The included API is a spray HTTP/JSON API. Conditions are serialized into JSON as described above. The following endpoints are provided:
Managing individual switches is done via a RESTful endpoint at /switch/<switchname>
.
- POSTing a condition as JSON (see serialization) will create or update the named switch
- GETting a switch will return the configured condition, as JSON, or else 404 if it doesn't exist
- DELETEing a switch will wipe it
You can list existing switches in a paginated way by just hitting /switch/
with a GET request,
optionally providing an offset. At the time of writing, this will always return a max of 10 switches.
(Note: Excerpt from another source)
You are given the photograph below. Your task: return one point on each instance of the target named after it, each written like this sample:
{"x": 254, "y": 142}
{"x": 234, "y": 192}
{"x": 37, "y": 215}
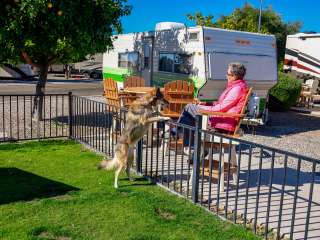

To check the state of a switch, you need to POST context which will let flippy decide if the switch is on or off, according to the established config. Flippy is agnostic about what is present in that context; it simply uses it in conjunction with the configured condition to determine switch state. Simple data types are deserialized for you by built-in context handlers, and can be extended with more complex serialization logic if, for example, you want to treat a particular object structure as a more complex entity.
-
The state of a single switch can be checked by POSTing context to
/switch/<switchname>/is_active
. -
A list of all active switches for your context can be retrieved by POSTing that context to
/switches/active/
.
Flippy is equipped with an HTTP management interface, in /static. The recommended approach for serving this interface, and the approach used by the associated flippy-tester project, is to use nginx or another web server to serve the static files, proxying requests to flippy itself on a path of your choice. You can retrieve the giftig/flippy-admin image from dockerhub to easily serve this interface; it is set up with simple nginx config to serve the static files and proxy to flippy in another container, so the two can be easily composed.
The admin is equipped with widgets for each of the built-in condition types to make it easy and intuitive to assemble complex conditions from individual building blocks. Each widget describes in simple English what sort of condition will be applied. In addition, you can edit the raw JSON yourself by selecting that option in the drop downs when selecting conditions. The main advantage of this is you can copy the raw JSON for full switch conditions or their components and paste them into other switches so that components can be easily reused, or you can simply copy the full config and save it somewhere to be restored later, letting you take a switch offline without having to manually recreate it later.
The interface is intended to be intuitive as long as the meaning of the conditions are understood, so for more information on how conditions are built, see the conditions overview. As in all areas, suggestions on improving the usability of this interface are welcome; feel free to raise an issue on github.
To run tests involving docker, you'll need to make sure docker is installed and that you've
set the DOCKER_URL
env var.
# By default on linux
export DOCKER_URL=unix:///var/run/docker.sock
You can build the admin docker image like this:
docker build -f Dockerfile-admin -t <tag> .
See the giftig/flippy-tester project for a ready-to-go dev environment for this project using flippy-standalone and nginx to serve the admin site.